Kotlikoff (left) has written several books and numerous articles, giving the economist a highly specific paper trail on a host of issues ranging from sweeping tax reform to overhauling the financial regulatory system. Interested citizens can read his often granular policy proposals on his campaign website.
In a telephone interview with AdvisorOne, the 61-year-old professor said his campaign is about “policies not people, about the next generation not ourselves” but the rhetorical flourishes expanded into a broader analysis when he was asked questions such as what is the biggest problem facing the country today.
“The immediate problem is we have a very uncoordinated economy,” Kotlikoff says. “There are some 29 million Americans who are out of the labor force because they’re discouraged or they’re working less than they’d like. Everyone is earning less than they’d like. The challenge is getting all these people back to full-time employment. To do that we need to be organizing a collective hiring action by employers without ordering them or subsidizing them. We need to hire en masse; just like they were firing en masse.”
Asked how he would accomplish the mass hiring action, the candidate cited the jawboning precedent of President John F. Kennedy in 1962 when he pressured the steel industry to reverse planned price increases the president thought to be dangerously inflationary.

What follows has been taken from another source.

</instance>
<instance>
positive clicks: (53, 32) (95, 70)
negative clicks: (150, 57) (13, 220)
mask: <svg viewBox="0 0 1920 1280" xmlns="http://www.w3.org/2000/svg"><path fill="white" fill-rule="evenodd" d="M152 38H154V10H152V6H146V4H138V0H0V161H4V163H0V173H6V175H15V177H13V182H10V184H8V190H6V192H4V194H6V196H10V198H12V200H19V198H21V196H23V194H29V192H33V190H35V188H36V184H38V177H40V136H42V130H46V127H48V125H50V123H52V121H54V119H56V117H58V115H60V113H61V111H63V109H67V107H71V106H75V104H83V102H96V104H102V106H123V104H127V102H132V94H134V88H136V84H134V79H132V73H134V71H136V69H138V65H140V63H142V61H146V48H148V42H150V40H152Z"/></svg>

Kotlikoff says our next president “needs to get the top 1,000 CEOs in a room and lock the door [figuratively, he later added] and talk with them as long as it takes; and explain to them that they need to hire, hire, hire. They need to increase their employment by 5%.”
Kotlikoff argues that today’s economy is characterized by “coordination failure” that calls for a policy approach different from normal times when the economy is “in a good equilibrium.” He compares our situation today to the Great Depression, from which we emerged via the government’s role in coordinating supply and demand through our military build-up for World War II.
“By hiring people, the military was like one huge firm that was hiring and producing output and demanding that same output,” Kotlikoff says. In the current economic crisis, Kotlikoff says the Germans have maintained high employment by actively adjusting “wage demand.” In less technical terms, Kotlikoff says that as president he’d be “in the faces of the employers day and night.”